Why did nobody tell me about this major publishing event?

Who's Barry Martin? He's a minor figure in the history of British art over the past half-century but a relatively major figure in the history of Ray Keene's circle of friends and cronies. He also has an interest in chess, and this combination - Ray, art and chess - is nicely illustrated by this book cover from a decade or so back.

Apparently Barry writes a chess column in his local paper. I say "apparently" not because I doubt its existence, but because I doubt its relevance, given that the only person I have ever seen refer to this column is Ray himself. Fitting, then, that Ray and Barry should continue their collaboration with a book compiled from Barry's columns, of which Ray himself is the only known reader. It is available in all good bookshops, says the ad. I think I need to say "apparently" again.

There's an introduction by your friend and mine, promising that
On the back cover, we see Barry in play against a vital link to the chess art traditions of the past, his opponent being Marcel Duchamp’s widow, Mme Teeny Duchamp herself
which judging by what I can see on Amazon, may not be a promise fulfilled.

Among the other tendentious claims made by our normally reliable guide is that Barry
has also gained a world chess ranking. In Duchamp's time, such ratings had not been invented, so Barry is the only artist on the planet who has achieved this accolade.
Your suggestions are invited for candidates who would disprove this assertion. So, indeed is your assistance in demonstrating that Barry possesses such a thing, since I can't locate one. (Maybe he had one in the past.
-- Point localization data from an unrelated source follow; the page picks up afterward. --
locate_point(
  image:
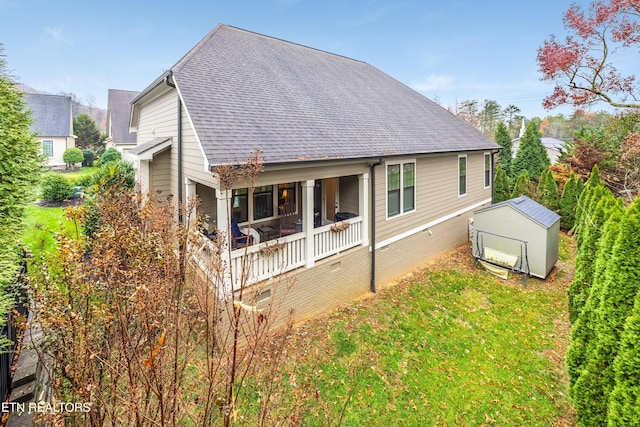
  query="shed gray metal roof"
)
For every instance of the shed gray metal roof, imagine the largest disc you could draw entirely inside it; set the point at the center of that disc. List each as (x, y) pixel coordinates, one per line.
(531, 209)
(245, 91)
(51, 114)
(119, 112)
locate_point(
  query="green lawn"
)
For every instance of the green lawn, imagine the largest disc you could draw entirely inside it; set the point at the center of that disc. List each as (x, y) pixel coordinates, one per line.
(454, 346)
(41, 224)
(80, 173)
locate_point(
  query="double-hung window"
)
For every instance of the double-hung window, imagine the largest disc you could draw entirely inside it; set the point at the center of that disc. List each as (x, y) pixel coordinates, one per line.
(47, 147)
(487, 170)
(401, 188)
(462, 175)
(265, 199)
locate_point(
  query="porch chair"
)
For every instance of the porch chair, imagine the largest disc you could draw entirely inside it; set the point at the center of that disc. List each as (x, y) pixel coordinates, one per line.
(287, 219)
(238, 238)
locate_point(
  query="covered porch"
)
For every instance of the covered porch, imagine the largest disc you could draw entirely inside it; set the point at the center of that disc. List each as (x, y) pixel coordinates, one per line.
(285, 226)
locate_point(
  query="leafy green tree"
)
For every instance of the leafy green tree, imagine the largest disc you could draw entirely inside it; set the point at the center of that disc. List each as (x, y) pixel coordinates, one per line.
(583, 331)
(531, 155)
(21, 164)
(71, 156)
(113, 177)
(55, 187)
(110, 155)
(523, 186)
(548, 190)
(502, 137)
(622, 281)
(84, 127)
(624, 409)
(569, 201)
(501, 191)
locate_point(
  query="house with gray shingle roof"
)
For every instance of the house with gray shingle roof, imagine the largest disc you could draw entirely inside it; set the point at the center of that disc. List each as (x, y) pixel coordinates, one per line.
(341, 142)
(53, 122)
(118, 115)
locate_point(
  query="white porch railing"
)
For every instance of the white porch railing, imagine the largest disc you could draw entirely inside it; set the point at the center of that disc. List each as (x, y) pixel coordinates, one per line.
(327, 242)
(260, 262)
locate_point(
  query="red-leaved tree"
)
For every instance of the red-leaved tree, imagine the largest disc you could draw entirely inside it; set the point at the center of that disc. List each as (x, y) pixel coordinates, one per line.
(582, 66)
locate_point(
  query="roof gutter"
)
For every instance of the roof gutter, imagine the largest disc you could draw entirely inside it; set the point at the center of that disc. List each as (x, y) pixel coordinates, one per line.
(373, 224)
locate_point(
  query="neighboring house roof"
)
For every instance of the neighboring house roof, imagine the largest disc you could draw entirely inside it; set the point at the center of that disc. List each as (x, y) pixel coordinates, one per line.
(552, 143)
(51, 114)
(148, 149)
(245, 91)
(118, 114)
(529, 208)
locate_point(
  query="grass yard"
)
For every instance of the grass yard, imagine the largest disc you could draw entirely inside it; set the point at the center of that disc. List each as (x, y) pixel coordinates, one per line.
(40, 225)
(79, 173)
(450, 346)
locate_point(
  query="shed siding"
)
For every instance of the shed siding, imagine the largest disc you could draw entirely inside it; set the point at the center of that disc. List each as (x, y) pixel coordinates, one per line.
(507, 221)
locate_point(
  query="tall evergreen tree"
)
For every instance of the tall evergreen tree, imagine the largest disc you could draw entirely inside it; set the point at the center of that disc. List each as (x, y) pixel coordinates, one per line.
(523, 186)
(585, 265)
(501, 136)
(583, 202)
(569, 201)
(21, 164)
(548, 190)
(582, 331)
(624, 402)
(622, 281)
(501, 191)
(531, 155)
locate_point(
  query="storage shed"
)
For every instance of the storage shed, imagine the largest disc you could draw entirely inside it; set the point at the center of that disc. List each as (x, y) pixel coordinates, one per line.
(517, 234)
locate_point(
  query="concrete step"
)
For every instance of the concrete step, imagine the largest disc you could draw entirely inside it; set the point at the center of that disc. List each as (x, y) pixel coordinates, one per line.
(26, 369)
(24, 393)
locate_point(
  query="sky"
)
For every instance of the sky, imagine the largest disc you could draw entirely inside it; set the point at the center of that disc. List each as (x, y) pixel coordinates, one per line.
(449, 51)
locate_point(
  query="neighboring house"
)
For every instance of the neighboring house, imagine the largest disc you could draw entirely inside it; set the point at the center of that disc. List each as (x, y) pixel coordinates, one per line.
(341, 141)
(553, 146)
(118, 115)
(53, 122)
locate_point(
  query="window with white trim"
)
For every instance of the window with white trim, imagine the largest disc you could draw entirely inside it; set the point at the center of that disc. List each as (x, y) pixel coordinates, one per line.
(47, 147)
(462, 175)
(401, 188)
(487, 170)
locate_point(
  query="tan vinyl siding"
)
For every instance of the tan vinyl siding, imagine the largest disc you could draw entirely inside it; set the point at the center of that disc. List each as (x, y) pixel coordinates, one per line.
(192, 156)
(436, 181)
(160, 174)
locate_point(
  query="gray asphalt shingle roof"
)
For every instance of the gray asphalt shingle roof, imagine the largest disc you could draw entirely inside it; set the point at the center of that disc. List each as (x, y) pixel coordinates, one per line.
(245, 91)
(51, 114)
(119, 111)
(531, 209)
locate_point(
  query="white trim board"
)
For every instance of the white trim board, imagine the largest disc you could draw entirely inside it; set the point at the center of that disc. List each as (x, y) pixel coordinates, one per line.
(430, 224)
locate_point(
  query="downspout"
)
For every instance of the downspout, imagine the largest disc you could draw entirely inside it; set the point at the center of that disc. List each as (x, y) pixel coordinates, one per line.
(179, 142)
(373, 224)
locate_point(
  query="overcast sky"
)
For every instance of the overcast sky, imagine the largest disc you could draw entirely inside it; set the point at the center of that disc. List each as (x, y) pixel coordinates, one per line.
(449, 51)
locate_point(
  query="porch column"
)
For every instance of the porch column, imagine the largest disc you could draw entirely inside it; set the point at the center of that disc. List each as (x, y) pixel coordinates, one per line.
(223, 200)
(307, 220)
(190, 189)
(363, 206)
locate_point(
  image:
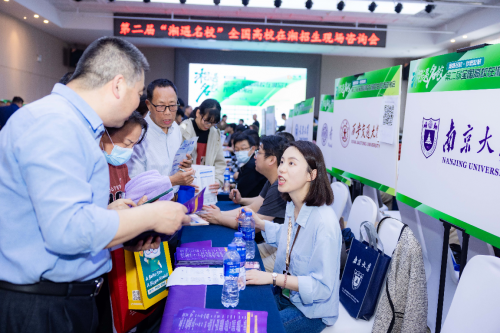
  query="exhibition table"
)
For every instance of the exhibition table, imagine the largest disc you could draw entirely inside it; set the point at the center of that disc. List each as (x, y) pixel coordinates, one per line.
(257, 298)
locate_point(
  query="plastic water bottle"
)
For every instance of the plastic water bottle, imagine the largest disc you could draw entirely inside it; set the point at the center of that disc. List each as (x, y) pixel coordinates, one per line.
(248, 229)
(241, 218)
(241, 249)
(227, 181)
(230, 292)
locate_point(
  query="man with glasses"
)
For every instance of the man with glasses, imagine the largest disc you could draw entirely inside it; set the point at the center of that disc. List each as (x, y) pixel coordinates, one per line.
(157, 150)
(250, 181)
(269, 204)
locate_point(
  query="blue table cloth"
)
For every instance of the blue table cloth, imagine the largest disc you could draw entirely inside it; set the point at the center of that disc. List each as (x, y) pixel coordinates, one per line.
(257, 298)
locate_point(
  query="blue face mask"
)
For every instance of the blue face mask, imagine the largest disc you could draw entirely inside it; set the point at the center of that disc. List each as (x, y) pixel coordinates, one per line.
(119, 155)
(242, 156)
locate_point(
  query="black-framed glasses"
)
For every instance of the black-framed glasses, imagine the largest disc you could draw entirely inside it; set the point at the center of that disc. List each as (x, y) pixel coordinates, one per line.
(162, 108)
(257, 152)
(209, 122)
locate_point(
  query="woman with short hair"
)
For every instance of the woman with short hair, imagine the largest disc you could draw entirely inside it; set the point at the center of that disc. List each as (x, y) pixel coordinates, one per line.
(306, 273)
(208, 150)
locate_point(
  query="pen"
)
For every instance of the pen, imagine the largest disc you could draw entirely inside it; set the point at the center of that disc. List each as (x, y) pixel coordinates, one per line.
(182, 170)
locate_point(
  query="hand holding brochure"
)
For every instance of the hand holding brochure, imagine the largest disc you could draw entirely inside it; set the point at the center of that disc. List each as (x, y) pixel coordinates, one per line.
(200, 256)
(186, 148)
(205, 176)
(193, 205)
(196, 276)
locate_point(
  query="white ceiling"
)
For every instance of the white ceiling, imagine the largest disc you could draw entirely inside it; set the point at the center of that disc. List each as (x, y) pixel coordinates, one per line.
(409, 35)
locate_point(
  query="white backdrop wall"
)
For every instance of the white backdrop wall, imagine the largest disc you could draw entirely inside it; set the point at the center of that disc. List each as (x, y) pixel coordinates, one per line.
(20, 72)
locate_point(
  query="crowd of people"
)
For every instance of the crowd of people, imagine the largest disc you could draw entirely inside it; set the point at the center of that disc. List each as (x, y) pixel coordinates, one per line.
(77, 165)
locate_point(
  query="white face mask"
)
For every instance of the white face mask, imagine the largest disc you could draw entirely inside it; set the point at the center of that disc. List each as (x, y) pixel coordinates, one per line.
(119, 155)
(242, 156)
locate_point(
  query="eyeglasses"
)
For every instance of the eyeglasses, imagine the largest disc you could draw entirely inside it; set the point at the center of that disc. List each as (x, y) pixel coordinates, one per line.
(207, 122)
(162, 108)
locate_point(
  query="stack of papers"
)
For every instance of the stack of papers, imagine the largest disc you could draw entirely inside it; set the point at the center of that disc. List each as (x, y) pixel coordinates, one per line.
(195, 276)
(200, 256)
(219, 320)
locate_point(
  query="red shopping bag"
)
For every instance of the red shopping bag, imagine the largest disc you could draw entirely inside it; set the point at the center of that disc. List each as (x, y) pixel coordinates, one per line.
(123, 318)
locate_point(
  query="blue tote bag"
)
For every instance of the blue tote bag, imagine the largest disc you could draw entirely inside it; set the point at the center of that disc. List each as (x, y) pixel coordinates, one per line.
(364, 274)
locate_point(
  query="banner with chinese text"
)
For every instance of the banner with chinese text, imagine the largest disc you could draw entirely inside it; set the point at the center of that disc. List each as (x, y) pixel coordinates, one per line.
(289, 123)
(324, 139)
(450, 165)
(303, 120)
(259, 32)
(270, 121)
(366, 128)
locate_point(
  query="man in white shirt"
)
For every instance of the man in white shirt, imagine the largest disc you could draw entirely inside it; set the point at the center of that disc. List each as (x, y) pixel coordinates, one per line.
(157, 150)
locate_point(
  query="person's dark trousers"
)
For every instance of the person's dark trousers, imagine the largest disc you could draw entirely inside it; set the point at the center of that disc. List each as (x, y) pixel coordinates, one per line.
(21, 312)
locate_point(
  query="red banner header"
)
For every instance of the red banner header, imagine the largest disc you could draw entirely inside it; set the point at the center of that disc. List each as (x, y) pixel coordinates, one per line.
(248, 32)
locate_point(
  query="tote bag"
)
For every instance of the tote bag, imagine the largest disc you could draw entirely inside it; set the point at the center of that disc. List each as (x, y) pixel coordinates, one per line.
(364, 274)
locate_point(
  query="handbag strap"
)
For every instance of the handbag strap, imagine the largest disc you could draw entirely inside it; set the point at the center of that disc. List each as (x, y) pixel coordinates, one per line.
(289, 253)
(372, 234)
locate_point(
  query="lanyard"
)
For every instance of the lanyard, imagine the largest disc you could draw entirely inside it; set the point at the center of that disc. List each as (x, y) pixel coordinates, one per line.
(288, 249)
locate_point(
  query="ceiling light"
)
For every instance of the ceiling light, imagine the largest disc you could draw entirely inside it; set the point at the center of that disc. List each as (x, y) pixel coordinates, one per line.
(372, 7)
(398, 8)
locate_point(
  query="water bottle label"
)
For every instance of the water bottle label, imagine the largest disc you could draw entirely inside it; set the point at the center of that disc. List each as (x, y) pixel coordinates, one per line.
(242, 252)
(230, 269)
(248, 234)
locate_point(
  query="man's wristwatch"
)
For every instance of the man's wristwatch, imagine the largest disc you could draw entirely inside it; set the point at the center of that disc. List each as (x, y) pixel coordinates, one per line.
(274, 275)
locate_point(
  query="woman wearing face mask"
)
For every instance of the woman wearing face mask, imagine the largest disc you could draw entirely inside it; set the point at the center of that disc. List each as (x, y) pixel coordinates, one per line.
(250, 181)
(117, 145)
(208, 150)
(306, 272)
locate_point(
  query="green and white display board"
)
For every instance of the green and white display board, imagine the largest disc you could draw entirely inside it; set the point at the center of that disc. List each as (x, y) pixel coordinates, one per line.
(324, 139)
(366, 128)
(270, 121)
(450, 164)
(303, 120)
(289, 123)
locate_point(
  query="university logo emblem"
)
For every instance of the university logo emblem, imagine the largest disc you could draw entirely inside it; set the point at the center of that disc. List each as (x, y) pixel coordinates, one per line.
(324, 134)
(356, 280)
(344, 133)
(429, 136)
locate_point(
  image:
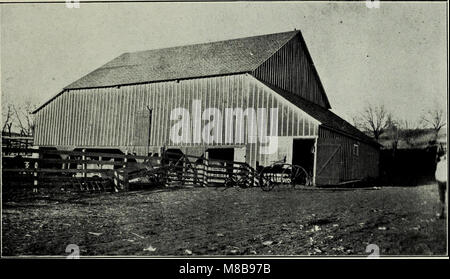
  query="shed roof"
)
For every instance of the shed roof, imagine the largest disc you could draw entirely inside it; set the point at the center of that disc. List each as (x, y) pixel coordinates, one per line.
(207, 59)
(325, 116)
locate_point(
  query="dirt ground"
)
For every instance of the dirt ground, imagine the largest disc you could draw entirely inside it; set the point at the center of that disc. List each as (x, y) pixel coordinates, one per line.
(214, 221)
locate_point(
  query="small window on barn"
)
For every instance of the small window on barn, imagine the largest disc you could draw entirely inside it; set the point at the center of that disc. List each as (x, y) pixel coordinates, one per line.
(356, 150)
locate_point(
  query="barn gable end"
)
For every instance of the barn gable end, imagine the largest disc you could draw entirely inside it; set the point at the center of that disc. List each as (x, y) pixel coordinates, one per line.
(298, 74)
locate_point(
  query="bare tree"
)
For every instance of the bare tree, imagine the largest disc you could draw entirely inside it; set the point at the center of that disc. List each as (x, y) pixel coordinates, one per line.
(434, 119)
(373, 120)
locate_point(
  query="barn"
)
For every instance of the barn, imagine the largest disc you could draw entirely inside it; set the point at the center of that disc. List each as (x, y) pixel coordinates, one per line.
(148, 101)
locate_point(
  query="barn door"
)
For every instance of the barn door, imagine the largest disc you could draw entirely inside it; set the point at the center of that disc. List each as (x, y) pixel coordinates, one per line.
(141, 128)
(328, 166)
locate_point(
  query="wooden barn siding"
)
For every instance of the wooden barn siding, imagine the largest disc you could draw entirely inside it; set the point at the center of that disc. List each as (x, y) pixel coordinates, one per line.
(116, 116)
(354, 167)
(289, 69)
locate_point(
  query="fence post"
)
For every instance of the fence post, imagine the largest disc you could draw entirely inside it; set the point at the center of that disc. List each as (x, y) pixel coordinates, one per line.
(83, 164)
(116, 181)
(206, 168)
(125, 172)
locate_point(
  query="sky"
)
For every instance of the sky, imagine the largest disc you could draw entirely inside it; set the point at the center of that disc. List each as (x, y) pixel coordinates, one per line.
(395, 55)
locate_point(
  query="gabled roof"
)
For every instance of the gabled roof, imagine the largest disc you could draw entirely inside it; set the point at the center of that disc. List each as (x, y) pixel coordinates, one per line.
(207, 59)
(325, 116)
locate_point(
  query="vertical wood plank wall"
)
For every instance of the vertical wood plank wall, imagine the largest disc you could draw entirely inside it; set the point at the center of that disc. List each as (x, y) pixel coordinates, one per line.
(117, 117)
(352, 166)
(297, 74)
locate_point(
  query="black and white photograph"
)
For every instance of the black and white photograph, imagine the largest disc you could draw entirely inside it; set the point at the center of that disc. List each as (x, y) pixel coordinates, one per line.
(254, 129)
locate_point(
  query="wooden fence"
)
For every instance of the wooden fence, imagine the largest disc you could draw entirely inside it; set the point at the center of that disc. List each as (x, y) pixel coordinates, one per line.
(36, 168)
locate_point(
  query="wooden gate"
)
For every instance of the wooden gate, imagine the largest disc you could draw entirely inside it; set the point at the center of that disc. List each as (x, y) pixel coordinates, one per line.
(329, 163)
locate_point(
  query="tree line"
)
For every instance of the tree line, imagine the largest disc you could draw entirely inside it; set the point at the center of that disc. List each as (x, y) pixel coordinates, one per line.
(376, 120)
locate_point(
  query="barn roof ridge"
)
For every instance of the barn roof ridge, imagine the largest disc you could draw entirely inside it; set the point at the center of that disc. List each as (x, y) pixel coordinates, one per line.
(114, 73)
(186, 61)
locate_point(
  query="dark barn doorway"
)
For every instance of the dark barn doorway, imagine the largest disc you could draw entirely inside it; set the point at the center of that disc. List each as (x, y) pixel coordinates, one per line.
(303, 154)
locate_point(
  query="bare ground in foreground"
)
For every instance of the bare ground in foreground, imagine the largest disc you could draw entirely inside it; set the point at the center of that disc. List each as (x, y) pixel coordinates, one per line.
(214, 221)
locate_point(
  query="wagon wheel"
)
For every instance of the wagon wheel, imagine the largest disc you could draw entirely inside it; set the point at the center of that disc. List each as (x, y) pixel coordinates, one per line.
(300, 176)
(287, 174)
(267, 179)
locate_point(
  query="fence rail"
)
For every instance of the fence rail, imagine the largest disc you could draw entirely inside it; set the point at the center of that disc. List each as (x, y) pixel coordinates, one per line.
(86, 170)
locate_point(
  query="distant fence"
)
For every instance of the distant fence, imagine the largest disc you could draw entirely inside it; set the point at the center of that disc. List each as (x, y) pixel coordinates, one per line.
(406, 167)
(37, 168)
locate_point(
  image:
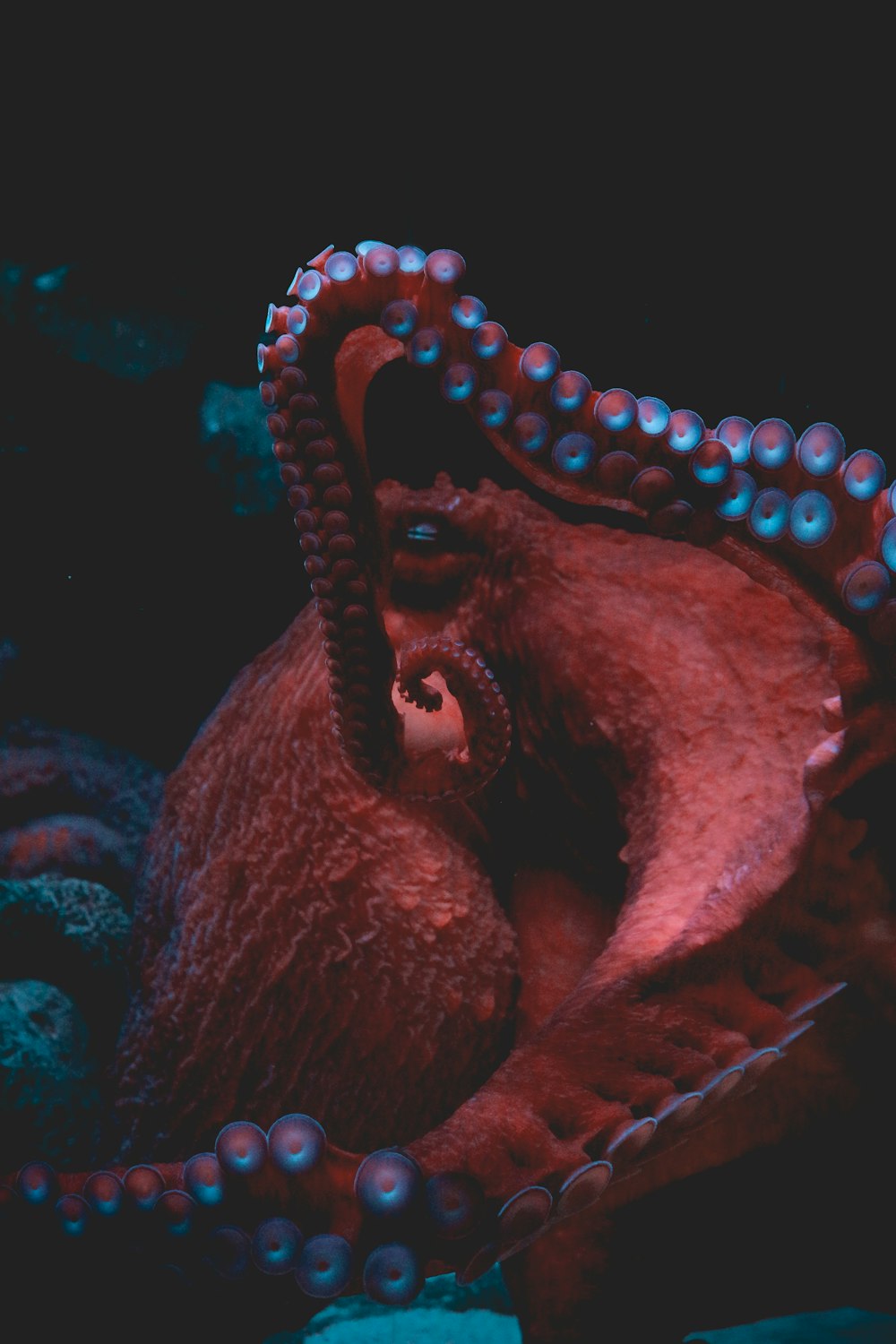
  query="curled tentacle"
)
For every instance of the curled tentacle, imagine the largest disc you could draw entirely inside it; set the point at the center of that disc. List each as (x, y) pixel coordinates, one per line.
(487, 718)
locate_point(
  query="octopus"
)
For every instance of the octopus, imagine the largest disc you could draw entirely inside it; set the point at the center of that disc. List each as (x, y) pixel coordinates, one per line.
(532, 881)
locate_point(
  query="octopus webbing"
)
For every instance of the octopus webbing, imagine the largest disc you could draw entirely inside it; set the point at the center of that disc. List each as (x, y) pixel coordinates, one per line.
(363, 1045)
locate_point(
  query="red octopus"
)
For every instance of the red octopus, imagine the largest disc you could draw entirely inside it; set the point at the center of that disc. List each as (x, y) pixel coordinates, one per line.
(664, 676)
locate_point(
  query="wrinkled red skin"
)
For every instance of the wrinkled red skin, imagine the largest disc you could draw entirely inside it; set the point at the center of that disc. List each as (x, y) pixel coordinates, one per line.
(308, 941)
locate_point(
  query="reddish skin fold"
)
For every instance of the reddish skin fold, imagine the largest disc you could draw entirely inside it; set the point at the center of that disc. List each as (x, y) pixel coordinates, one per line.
(314, 935)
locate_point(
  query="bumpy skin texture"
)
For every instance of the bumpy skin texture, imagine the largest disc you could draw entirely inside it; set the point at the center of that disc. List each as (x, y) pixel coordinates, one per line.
(646, 900)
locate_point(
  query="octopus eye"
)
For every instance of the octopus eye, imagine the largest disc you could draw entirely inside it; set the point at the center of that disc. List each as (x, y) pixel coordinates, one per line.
(424, 532)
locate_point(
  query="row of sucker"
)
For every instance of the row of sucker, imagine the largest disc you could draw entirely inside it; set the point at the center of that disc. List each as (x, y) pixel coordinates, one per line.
(204, 1206)
(829, 513)
(383, 1226)
(338, 293)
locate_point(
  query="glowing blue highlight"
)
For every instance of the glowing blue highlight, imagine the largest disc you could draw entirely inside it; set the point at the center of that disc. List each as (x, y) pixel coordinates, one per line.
(381, 261)
(445, 266)
(530, 433)
(616, 410)
(769, 515)
(241, 1148)
(411, 260)
(340, 266)
(297, 320)
(570, 392)
(573, 453)
(196, 1180)
(866, 588)
(324, 1265)
(425, 349)
(487, 340)
(864, 475)
(468, 312)
(493, 409)
(296, 1142)
(458, 382)
(276, 1245)
(112, 1201)
(392, 1274)
(538, 362)
(888, 545)
(735, 433)
(772, 444)
(400, 319)
(653, 416)
(685, 432)
(812, 518)
(821, 449)
(309, 287)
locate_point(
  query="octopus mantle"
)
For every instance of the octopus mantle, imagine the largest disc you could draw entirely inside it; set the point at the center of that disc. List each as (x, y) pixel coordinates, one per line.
(538, 870)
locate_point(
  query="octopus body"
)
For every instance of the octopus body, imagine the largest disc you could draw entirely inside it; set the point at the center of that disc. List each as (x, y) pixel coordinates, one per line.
(363, 1046)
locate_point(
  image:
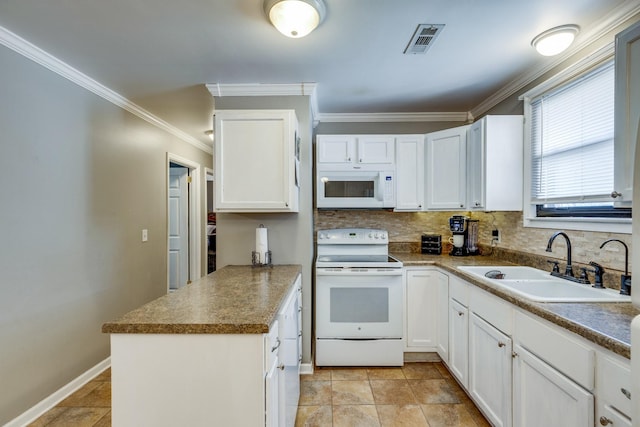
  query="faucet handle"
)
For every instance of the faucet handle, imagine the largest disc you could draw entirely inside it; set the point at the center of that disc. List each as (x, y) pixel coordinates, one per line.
(556, 267)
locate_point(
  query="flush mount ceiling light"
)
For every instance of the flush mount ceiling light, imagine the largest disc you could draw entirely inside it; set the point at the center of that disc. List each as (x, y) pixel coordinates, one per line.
(295, 18)
(555, 40)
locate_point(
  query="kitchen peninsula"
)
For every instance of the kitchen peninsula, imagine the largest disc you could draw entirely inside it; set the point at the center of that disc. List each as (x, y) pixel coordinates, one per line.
(208, 351)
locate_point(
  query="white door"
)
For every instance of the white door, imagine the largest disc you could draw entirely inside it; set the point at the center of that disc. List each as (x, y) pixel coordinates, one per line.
(490, 371)
(459, 341)
(178, 227)
(542, 396)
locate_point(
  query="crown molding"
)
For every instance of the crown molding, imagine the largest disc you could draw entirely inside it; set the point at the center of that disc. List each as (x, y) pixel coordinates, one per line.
(268, 89)
(609, 22)
(39, 56)
(395, 117)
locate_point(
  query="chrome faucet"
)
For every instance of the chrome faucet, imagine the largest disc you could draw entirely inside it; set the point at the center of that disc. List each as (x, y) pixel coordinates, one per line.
(569, 269)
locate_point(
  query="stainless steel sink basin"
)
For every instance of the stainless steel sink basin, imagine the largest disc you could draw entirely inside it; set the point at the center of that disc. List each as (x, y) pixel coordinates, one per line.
(538, 285)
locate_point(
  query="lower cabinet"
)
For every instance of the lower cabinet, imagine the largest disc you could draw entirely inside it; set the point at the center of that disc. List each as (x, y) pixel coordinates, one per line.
(459, 342)
(523, 371)
(545, 397)
(490, 370)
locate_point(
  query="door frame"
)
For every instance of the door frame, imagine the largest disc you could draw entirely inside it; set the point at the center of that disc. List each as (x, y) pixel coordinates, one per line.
(195, 216)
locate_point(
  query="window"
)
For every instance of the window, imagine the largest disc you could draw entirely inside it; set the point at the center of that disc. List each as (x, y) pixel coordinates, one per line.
(571, 147)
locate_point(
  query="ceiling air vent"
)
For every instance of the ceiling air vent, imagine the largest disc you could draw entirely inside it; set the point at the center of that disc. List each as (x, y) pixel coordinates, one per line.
(423, 38)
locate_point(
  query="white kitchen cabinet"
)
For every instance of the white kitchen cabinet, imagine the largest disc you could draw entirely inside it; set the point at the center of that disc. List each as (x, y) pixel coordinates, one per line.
(545, 397)
(445, 168)
(256, 161)
(354, 151)
(409, 173)
(289, 356)
(613, 379)
(442, 313)
(627, 112)
(273, 381)
(459, 341)
(490, 370)
(495, 164)
(422, 289)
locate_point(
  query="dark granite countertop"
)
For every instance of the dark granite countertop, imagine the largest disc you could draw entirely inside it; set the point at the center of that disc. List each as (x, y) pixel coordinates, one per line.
(232, 300)
(605, 324)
No doubt he did, for if this is not about living in the past, what is?)

Ray also tells us:
the theme of chess, of course, is a prominent thread throughout his oeuvre, ranging from the biodegradable potato chess set
I would genuinely like to know more about this set - I've come across it mentioned before, and wanted to write about it
through portraits distributed by The Times of Garry Kasparov and Nigel Short.
Well well, it's Nigel again. That's right about the portrait, mind, and Nigel crops up at the artist's launch - Chess stars flock to Barry Martin's book launch, it says here.

Nigel in company

Funny, it seems these days that every time you come across one of Nigel or Ray, you come across the other too.

Just for the record I came across this stuff earlier this week after remembering, for some reason, Paul's tweet from November, which drew our attention to this no doubt important event.

Obviously I recognised the chap in the main photo, but I also recognised the chap in the top photo

Not least because in this photo

he was being portrayed as the chap in the main photo.

Confused? You will be, especially if you try to map the links between Tony Buzan, Ray Keene and all their many and various cronies, of whom Nigel is one.

The chap in the photo is another - he's Chris Day, who runs Filament Publishing, publisher of Ray's book on Tony, Barry's book with Ray's introduction, and, coming shortly, another book by Tony,

which is recommended to us by a Professor Geoffrey Clarke of the University of Hull.

Which is odd, because I can't locate a Professor Geoffrey Clarke at the University of Hull. But I guess he must be there somewhere. Apparently.

1 comment:

chessparrot said...

I went to the Tate Gallery, now Tate Britain, when they had a Chess Day there about 30 odd years ago. Keene and his wife, his sister and Jackie's husband, Richard Eales, sat in front of me with, I think, David Spanier. (Oh and Hartston turned-up late). Several speakers sounded brightly, George Steiner, my fav, waxing lyrical, the Crucifixion getting dragged into a sentence about Kasparov. Madame Duchamp attended, an elderly wheelchair user. Barry Martin was teased by Keene whenever a joke - lay explanation I suppose - was needed during Ray's particular talk. This jarred a bit but I doubt anybody much minded.